Chinatown fundamentally has abuse on the mind – abuse on all levels. While it's been out for forty years, I'd hate to spoil it's plot revelations for those who've lived relatively comfortably under their rock. It's worth pointing out, however, that the ecological process Mulholland set in motion is often referred to as "The Rape of the Owens Valley." With this in mind, the human abuse in Chinatown can't help but be braided with the historical ecological and governmental repugnance.
Chinatown doesn't really feature as a literal place in Chinatown. It's only really referred to anecdotally, as the former beat of now private investigator, Jake Gittes. It points to a past never fully revealed. Likewise, the history of water in California lurks in the background of the film, never fully commingling with the action. As more a concept than a place, "Chinatown" comes to represent a broken system that just gets more busted the more you try to fix it, an illogic moving forward with such momentum that it will flatten anyone who gets in the way.
The famous, enigmatic line, "Forget it, Jake.
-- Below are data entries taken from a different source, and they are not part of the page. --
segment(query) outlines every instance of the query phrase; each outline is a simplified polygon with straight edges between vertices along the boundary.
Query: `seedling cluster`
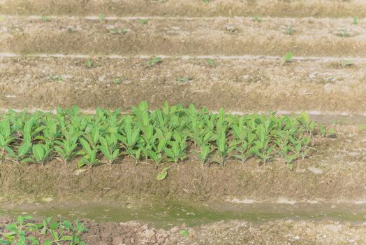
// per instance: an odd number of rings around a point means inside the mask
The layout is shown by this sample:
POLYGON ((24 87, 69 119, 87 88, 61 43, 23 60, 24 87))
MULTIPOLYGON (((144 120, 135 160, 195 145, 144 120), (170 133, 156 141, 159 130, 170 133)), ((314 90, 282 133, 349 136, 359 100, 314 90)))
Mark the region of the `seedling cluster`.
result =
POLYGON ((0 226, 0 244, 85 245, 80 237, 87 230, 78 220, 73 223, 50 217, 37 223, 30 216, 20 216, 17 222, 0 226))
POLYGON ((268 162, 281 157, 289 167, 308 155, 314 134, 325 128, 305 113, 296 116, 212 113, 193 105, 150 111, 146 102, 131 114, 97 108, 82 114, 78 107, 55 114, 9 111, 0 116, 0 158, 17 164, 57 158, 66 164, 78 158, 78 167, 112 164, 122 156, 136 164, 178 164, 190 153, 200 162, 224 166, 228 159, 244 163, 250 158, 268 162))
It's Chinatown," is finally an admission of futility, as well as a statement of complacence and complicity. The disgrace of its own origin is L.A.'s Chinatown, if you will. Whatever the city matured into, its birth is fundamentally ignominious. The ecological trouble Los Angeles now finds itself in is the product of the, in the terms of history's critics, the "rape" perpetrated by Mulholland. As the city now scrambles to figure out how to correct its direction, it's tempting to say, Forget it, L.A. It's Chinatown.